File D:\anaconda\envs\Pytorch\lib\site-packages\torch\nn\modules\module.py:1527, in Module._call_impl(self, *args, **kwargs)
1522 # If we don’t have any hooks, we want to skip the rest of the logic in
1523 # this function, and just call forward.
1524 if not (self._backward_hooks or self._backward_pre_hooks or self._forward_hooks or self._forward_pre_hooks
1525 or _global_backward_pre_hooks or _global_backward_hooks
1526 or _global_forward_hooks or _global_forward_pre_hooks):
→ 1527 return forward_call(*args, **kwargs)
1529 try:
1530 result = None

Cell In[26], line 45, in UNetAudio.forward(self, x)
43 print(x2.shape)
44 print(x3.shape)
—> 45 x = self.up2(torch.cat([x, x3], dim=1))
46 x = self.up3(torch.cat([x, x2], dim=1))
47 x = self.out(torch.cat([x, x1], dim=1))

RuntimeError: Sizes of tensors must match except in dimension 1. Expected size 26 but got size 27 for tensor number 1 in the list.

Hi Ayush!

The short story is that the classic U-Net architecture only accepts inputs
of certain specific shapes (although these shapes can vary, and – given
adequate memory – can be arbitrarily large). Your input has an invalid
shape.

I’m not going to sort through your specific model to determine its valid
input shapes, but what is going on is that when you “descend” through
the U, the convolutions nibble away at the edges of your image (typically
reducing its extent by two – one pixel on each side) and then your
downsampling (MaxPool2d (2)) shrinks your image by a factor of two.

If the image that is input to your MaxPool2d (2) has a dimension that
is not a multiple of two, no error occurs, but what would have been a
fractional output dimension is rounded down.

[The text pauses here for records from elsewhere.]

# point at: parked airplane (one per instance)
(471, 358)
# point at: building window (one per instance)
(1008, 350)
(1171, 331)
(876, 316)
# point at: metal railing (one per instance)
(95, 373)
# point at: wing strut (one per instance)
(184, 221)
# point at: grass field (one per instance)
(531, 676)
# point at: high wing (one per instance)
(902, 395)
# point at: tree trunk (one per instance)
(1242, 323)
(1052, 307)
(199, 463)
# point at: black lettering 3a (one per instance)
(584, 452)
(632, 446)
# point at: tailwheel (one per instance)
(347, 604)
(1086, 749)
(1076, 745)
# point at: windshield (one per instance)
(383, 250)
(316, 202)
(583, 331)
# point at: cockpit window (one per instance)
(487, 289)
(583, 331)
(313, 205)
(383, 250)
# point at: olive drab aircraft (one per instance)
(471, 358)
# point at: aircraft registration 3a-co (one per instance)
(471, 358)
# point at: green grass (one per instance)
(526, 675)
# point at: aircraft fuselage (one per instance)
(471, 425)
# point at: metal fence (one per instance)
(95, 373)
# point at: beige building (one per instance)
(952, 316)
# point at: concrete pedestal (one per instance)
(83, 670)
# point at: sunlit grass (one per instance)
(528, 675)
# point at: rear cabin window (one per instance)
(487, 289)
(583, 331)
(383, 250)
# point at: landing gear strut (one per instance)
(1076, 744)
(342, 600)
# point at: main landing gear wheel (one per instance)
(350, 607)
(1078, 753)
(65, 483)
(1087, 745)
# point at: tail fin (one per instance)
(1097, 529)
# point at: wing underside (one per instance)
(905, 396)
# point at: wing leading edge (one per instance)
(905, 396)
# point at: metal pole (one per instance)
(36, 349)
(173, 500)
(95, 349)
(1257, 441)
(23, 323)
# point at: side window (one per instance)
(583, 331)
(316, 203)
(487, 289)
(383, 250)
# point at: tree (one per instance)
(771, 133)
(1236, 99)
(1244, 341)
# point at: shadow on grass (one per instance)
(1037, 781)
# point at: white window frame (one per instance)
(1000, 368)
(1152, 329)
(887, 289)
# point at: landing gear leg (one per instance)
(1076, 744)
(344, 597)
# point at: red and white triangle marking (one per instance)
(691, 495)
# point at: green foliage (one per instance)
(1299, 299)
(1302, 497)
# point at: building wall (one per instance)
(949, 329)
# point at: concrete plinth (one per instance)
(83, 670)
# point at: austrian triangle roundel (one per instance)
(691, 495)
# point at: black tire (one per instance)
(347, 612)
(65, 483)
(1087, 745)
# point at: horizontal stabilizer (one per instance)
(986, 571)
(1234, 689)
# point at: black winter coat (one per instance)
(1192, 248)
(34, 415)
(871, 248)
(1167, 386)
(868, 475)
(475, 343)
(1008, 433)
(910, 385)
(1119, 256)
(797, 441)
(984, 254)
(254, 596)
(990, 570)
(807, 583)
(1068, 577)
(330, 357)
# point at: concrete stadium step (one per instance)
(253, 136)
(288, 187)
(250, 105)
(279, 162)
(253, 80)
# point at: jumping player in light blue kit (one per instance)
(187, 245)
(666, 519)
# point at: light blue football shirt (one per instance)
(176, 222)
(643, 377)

When you go back up the U, your upsampling (ConvTranspose2d)
expands your image by a factor of two. You then implement the “skip
connection” by concatenating the matching image from when you
descended the U. If one of the downsamplings between the two ends
of your skip connection rounded down, the shapes of your “matching”
images won’t be the same and torch.cat() will fail with the error you
see.

You have to track how the shape of your image changes as it moves
through the layers of your U-Net, look for such mismatches, and use
that analysis to determine what input shapes are valid. Then only input
images with valid shapes to your U-Net. (If you have an input image with
an invalid shape, my general recommendation would be to “reflection-pad”
that image up to the next larger valid shape.)

Good luck.

K. Frank

thank you, but I was following a research paper and they suggested doing in this way that is why i tried but your explanation did help me understand my problem more clearly.